At a time in which American society is increasingly diverse, it is necessary for our entertainment products to reflect the changes in meaningful and nuanced ways for reasons that extend past representation. At UCLA, Darnell Hunt, the dean of Social Sciences, and Ana-Christina Ramon,  the director of Research and Civic Engagement for the Social Sciences, have found an added incentive for Hollywood to get its act together when it comes to diversity, both on and behind the screens: it’s quite simply more profitable.

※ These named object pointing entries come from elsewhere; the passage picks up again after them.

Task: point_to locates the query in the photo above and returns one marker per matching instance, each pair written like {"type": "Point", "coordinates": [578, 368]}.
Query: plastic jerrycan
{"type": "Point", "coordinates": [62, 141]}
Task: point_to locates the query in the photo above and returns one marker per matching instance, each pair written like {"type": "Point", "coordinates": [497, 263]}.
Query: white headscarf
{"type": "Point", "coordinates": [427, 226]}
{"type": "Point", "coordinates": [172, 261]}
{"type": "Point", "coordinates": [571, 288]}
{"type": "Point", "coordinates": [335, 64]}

Hunt and Ramon have put out an annual report titled “Old Start, New Beginning” for the past six years. In it they focus on matters of representation in the nation’s entertainment capital and, according to their research, since 2014 when their project began, “Hollywood’s getting better, it’s getting worse.”

“We found that people really do want to see the real world reflected on screen,” Ramon tells Truthdig Editor in Chief Robert Scheer in the latest edition of Scheer Intelligence. “On a per capita basis, people of color really are a driving force in terms of the purchasing power that they have in the industry. And I think for a long time, Hollywood has ignored that.”

The three also talk about the film “Green Book” and what its controversial Oscar win says about Hollywood and American society at large with regards to how we view race.  

“It’s hard to tell historical stories,” says Hunt, “and it’s much easier to revise history and to kind of oversimplify things into these conflicts between individuals. Because that lets kind of our culture off the hook; it sort of conveniently sanitizes the culpability the nation as a whole may have for certain types of things. And it’s more of a feel-good proposition for people who don’t want to face those types of issues.”